Je continue avec un roman policier estonien. C'est le premier d'une série. Dans L'énigme de Saint Olav - Melchior l'Apothicaire, livre 1 (Babel noir, 420 pages intrigantes), Indrek Hargla situe son intrigue entre le 15 et le 22 mai 1409 à Tallinn en Estonie. Cette ville était partagée entre ville basse et ville haute où se situait la forteresse de l'ordre des chevaliers teutoniques.

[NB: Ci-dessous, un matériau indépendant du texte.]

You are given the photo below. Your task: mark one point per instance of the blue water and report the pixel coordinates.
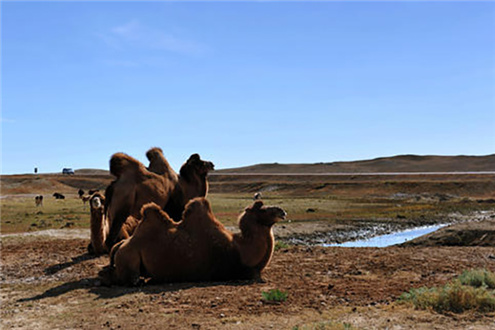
(391, 239)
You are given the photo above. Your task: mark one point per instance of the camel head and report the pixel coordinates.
(97, 201)
(194, 166)
(159, 164)
(154, 153)
(260, 215)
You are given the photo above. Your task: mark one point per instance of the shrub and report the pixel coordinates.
(274, 296)
(472, 290)
(478, 278)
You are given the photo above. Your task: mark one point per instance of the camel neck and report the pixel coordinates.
(255, 247)
(99, 230)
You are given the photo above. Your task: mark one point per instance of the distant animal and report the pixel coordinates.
(137, 185)
(198, 248)
(39, 200)
(58, 196)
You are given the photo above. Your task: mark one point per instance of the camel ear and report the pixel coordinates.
(194, 157)
(257, 206)
(149, 209)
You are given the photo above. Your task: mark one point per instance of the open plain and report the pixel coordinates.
(49, 281)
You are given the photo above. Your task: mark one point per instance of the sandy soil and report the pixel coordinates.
(50, 282)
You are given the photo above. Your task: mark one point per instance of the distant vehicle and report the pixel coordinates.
(58, 196)
(68, 171)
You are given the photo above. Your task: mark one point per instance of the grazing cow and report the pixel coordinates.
(58, 196)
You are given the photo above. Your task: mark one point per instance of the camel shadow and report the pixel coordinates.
(58, 267)
(105, 292)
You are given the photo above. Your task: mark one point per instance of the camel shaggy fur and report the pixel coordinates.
(198, 248)
(137, 185)
(100, 226)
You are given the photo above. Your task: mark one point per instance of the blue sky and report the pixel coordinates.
(244, 82)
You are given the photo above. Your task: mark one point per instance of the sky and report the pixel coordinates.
(243, 83)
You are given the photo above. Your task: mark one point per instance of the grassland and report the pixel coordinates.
(51, 282)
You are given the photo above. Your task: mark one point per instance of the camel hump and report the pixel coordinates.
(121, 162)
(196, 206)
(153, 212)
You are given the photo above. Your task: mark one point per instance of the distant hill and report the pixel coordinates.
(396, 164)
(91, 171)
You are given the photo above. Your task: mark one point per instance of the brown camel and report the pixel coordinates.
(137, 185)
(198, 248)
(100, 226)
(192, 183)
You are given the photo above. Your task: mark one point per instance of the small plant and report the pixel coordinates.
(274, 296)
(478, 278)
(280, 245)
(473, 290)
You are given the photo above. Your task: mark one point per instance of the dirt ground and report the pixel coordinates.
(51, 283)
(47, 281)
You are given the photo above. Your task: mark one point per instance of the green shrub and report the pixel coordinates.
(280, 245)
(274, 296)
(473, 290)
(478, 278)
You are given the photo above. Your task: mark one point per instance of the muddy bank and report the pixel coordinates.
(48, 284)
(353, 230)
(464, 234)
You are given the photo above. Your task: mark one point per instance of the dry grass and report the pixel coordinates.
(21, 214)
(473, 290)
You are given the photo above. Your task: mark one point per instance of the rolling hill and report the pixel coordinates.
(396, 164)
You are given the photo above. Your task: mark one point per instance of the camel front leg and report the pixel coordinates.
(127, 262)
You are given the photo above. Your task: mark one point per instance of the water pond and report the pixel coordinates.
(390, 239)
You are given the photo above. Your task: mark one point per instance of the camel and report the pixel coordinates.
(137, 185)
(198, 248)
(100, 227)
(192, 183)
(38, 200)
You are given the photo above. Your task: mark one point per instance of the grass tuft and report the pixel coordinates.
(280, 245)
(274, 296)
(473, 290)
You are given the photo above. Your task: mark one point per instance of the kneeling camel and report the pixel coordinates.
(137, 185)
(198, 248)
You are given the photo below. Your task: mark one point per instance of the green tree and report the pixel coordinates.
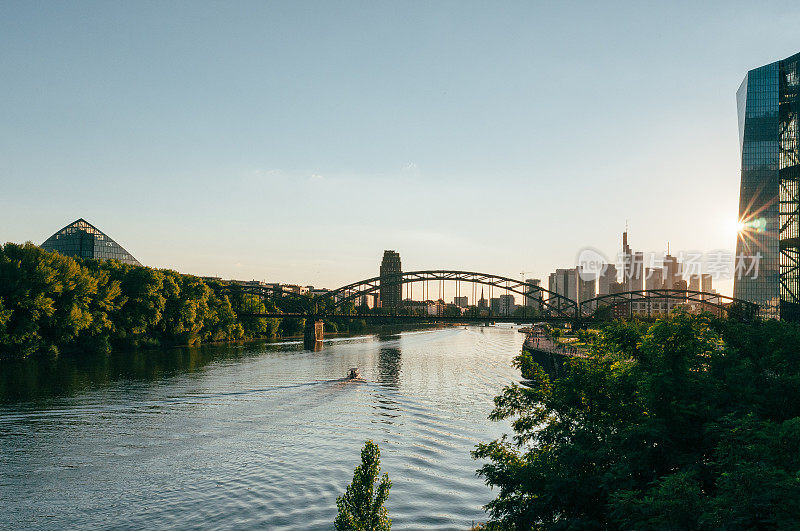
(690, 423)
(361, 506)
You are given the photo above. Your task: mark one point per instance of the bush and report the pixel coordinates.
(361, 507)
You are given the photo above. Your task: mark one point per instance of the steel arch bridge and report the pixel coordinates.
(703, 300)
(553, 306)
(554, 303)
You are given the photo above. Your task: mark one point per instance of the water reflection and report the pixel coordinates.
(68, 375)
(389, 364)
(254, 436)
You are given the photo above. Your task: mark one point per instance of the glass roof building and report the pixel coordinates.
(767, 259)
(80, 238)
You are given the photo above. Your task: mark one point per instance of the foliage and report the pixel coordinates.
(361, 506)
(689, 423)
(50, 303)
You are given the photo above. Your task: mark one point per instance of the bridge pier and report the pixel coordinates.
(313, 333)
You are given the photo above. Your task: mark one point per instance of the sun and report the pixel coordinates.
(735, 227)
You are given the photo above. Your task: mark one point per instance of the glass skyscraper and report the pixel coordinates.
(391, 271)
(767, 258)
(83, 240)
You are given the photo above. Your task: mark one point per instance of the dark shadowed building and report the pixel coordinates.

Le bailli de la ville demande à Melchior Wakenstede, l'apothicaire, de l'aider à découvrir qui a décapité un ancien commandeur de l'ordre Teutonique de Gotland. Dans la bouche du mort, l'assassin a placé une vieille pièce de monnaie. Trois autres morts suspectes vont suivre dont deux empoisonnements. Il est question de position des pions dans un jeu d'échecs, de brasseur de bière, de la guilde des Maîtres Chanteurs de Nuremberg et de bâtisseurs d'églises. L'arrière-plan historique n'est pas forcément très simple car assez méconnu, mais cela ne m'a pas empêché de bien apprécier ce roman que je vous conseille.

Je terminerai avec Le cercle de Bernard Minier (Pocket, 780 pages) où l'on retrouve le commandant Servaz (dont on avait fait connaisance dans Glacé).  Dans la région de Toulouse à Marsac, Hugo, un étudiant, est retrouvé dans la maison où l'on découvre le corps d'une prof. Elle a été ligotée et laissée sans vie dans sa baignoire. Servaz est chargé de l'enquête par sa hiérarchie et surtout par Marianne, la mère d'Hugo. Ce dernier apparaît être le principal suspect. D'autres morts vont suivre. Les victimes ont un lien commun. J'ai trouvé que 780 pages, c'était un peu long. Il y a pas mal de digressions, de sous intrigues. J'ai préféré Glacé.